I tried a slightly different tact - how about creating a function-based
md5() index over your columns and doing the same for you input values? For
the test I ran, I used a char datatype with two possible values: '1' (true)
and '0' (false).
The columns were named (for simplicity), c1 to c100.

eg.
create index lots_of_columns_md5_idx on lots_of_columns (
md5(c1||c2||c3||c4||c5||c6||c7||c8||c9||c10||
c11||c12||c13||c14||c15||c16||c17||c18||c19||c20||
c21||c22||c23||c24||c25||c26||c27||c28||c29||c30||
c31||c32||c33||c34||c35||c36||c37||c38||c39||c40||
c41||c42||c43||c44||c45||c46||c47||c48||c49||c50||
c51||c52||c53||c54||c55||c56||c57||c58||c59||c60||
c61||c62||c63||c64||c65||c66||c67||c68||c69||c70||
c71||c72||c73||c74||c75||c76||c77||c78||c79||c80||
c81||c82||c83||c84||c85||c86||c87||c88||c89||c90||
c91||c92||c93||c94||c95||c96||c97||c98||c99||c100)
) with (fillfactor=100);

The query then looked like:
select ...
from ...
where md5(all||the||columns) = md5(all||your||values);

The test data I fabricated wasn't necessarily 85% true as you expect your
data to be, but the tests I ran were returning results in single-digit
milliseconds for a 1M row table.
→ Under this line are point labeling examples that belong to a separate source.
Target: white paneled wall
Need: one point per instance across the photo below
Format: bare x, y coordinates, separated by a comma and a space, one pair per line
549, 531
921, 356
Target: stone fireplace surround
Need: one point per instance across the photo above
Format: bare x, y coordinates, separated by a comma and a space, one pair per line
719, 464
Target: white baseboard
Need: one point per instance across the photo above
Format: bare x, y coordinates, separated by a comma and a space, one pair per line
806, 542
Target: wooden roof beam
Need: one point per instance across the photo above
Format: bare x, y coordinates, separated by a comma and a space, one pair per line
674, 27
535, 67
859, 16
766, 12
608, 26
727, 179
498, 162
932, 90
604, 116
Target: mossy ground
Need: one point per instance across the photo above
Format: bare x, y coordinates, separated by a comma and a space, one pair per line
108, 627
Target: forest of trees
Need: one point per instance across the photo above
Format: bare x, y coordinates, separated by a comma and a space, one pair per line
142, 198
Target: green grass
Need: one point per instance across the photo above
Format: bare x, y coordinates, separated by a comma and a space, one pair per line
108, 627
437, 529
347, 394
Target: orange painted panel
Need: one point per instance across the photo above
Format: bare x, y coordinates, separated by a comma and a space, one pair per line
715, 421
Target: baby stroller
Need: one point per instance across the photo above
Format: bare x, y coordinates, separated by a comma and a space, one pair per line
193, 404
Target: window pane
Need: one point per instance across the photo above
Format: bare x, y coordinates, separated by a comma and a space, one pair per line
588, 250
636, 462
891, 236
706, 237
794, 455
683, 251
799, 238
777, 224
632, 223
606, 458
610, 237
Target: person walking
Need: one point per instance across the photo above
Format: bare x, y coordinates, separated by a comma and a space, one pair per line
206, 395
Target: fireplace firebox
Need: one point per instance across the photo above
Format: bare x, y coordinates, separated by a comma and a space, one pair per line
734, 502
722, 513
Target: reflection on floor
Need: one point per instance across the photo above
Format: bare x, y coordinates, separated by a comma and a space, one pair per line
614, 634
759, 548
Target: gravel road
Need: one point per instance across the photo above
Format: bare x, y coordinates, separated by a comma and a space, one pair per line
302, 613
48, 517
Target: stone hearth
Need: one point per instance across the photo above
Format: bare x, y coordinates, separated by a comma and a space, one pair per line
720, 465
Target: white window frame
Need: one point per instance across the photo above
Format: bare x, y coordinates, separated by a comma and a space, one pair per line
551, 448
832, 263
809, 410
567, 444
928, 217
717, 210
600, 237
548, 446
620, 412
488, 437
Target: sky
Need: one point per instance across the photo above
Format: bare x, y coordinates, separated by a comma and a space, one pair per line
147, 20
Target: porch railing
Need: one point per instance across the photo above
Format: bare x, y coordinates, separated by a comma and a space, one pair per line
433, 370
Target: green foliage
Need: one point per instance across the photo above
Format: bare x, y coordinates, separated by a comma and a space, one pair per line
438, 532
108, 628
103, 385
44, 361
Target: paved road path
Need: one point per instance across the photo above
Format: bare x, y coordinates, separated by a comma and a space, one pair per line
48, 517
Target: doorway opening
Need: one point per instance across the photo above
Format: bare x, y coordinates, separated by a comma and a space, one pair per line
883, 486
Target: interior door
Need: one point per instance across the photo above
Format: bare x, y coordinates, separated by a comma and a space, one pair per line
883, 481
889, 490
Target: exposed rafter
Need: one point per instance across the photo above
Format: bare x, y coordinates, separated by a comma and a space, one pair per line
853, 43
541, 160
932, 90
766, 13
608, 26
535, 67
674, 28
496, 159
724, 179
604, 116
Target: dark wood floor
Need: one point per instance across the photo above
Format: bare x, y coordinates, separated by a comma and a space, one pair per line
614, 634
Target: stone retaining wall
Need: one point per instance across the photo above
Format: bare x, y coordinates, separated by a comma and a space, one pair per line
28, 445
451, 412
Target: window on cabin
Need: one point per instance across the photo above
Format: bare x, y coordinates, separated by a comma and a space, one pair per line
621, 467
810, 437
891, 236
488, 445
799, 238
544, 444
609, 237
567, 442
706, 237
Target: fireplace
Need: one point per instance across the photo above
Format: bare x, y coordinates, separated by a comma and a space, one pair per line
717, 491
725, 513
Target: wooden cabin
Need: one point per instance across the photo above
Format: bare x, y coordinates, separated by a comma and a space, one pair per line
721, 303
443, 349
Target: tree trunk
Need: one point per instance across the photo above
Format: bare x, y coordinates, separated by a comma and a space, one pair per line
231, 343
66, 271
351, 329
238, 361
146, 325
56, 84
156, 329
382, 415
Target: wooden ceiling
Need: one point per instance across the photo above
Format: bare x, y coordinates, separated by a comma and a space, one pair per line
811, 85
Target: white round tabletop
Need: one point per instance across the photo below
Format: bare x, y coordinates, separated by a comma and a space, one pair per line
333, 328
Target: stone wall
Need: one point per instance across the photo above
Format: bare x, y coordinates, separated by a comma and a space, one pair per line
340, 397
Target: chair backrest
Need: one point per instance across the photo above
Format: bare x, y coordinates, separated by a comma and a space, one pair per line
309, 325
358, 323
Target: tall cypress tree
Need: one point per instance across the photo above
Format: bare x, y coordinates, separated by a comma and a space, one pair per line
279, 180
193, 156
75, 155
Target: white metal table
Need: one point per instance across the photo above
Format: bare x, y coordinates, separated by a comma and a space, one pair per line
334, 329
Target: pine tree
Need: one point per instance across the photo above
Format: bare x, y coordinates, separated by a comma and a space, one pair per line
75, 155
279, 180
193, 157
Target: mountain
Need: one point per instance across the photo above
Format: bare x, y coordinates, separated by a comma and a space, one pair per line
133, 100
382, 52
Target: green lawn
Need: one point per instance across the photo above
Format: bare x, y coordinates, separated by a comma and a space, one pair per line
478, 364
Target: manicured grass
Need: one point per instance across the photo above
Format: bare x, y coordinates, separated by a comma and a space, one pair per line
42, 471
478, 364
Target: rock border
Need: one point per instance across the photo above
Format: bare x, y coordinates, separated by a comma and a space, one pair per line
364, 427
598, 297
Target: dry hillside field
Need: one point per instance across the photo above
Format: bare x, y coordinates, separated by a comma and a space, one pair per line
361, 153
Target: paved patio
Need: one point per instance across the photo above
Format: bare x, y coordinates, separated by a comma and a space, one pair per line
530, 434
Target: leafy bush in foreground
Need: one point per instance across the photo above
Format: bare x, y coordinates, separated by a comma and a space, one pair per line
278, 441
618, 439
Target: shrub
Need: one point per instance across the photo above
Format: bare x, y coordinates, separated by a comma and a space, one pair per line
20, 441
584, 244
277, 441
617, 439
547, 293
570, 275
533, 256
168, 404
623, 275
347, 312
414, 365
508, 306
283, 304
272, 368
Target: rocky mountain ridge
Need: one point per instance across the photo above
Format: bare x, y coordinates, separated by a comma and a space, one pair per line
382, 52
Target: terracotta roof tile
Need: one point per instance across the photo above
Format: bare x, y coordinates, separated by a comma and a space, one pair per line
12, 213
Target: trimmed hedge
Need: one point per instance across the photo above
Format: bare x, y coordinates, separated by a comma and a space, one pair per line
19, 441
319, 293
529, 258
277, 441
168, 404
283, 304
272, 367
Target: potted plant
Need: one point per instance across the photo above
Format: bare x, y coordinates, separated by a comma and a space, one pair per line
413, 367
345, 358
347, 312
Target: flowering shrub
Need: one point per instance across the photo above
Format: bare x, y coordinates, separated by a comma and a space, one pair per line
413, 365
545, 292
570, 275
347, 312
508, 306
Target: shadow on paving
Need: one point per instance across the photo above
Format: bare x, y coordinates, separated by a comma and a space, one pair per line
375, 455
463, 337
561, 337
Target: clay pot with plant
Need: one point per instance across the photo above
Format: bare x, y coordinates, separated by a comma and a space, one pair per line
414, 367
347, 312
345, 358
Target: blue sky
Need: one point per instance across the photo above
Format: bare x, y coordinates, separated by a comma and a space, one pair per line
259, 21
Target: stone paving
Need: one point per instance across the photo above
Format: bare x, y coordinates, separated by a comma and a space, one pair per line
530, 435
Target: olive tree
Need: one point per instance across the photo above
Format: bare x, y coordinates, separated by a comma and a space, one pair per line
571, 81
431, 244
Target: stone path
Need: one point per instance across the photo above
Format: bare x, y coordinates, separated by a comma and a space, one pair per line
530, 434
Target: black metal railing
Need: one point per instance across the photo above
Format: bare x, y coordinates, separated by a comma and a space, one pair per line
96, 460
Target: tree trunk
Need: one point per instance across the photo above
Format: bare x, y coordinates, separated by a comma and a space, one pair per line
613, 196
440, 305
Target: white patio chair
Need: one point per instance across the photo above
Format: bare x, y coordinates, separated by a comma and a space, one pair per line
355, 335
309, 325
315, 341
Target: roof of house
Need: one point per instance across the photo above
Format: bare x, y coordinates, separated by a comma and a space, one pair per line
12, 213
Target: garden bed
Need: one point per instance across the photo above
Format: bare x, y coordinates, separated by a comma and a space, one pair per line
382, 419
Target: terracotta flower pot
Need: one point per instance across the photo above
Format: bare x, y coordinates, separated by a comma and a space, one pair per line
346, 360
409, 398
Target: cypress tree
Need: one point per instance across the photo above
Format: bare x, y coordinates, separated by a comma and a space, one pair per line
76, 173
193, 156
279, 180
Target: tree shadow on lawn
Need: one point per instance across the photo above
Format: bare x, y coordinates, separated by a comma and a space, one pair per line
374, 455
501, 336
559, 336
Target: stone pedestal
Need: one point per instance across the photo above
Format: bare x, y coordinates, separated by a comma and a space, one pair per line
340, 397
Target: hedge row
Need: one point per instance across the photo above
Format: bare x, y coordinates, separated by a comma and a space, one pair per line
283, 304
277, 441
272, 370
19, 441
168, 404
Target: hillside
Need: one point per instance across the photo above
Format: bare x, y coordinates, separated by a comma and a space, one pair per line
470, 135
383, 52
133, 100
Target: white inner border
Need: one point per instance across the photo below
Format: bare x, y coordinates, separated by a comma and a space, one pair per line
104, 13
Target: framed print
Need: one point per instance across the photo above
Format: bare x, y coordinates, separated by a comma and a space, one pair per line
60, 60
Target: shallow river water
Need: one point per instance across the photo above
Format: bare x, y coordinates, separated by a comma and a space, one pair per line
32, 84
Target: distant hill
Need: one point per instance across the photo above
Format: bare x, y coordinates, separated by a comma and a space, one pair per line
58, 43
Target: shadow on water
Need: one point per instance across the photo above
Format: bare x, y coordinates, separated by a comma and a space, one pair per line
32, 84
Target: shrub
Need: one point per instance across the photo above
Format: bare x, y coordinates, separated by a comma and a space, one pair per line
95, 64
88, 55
The queries become a bit more difficult to
create as you need to concatenate all the values together. You could pass
the list of columns into a function to abstract that away from the query,
but that might mess with the planner.
Note that the method suggested here relies on column ordering always being
the same, otherwise the hash will be different/inaccurate.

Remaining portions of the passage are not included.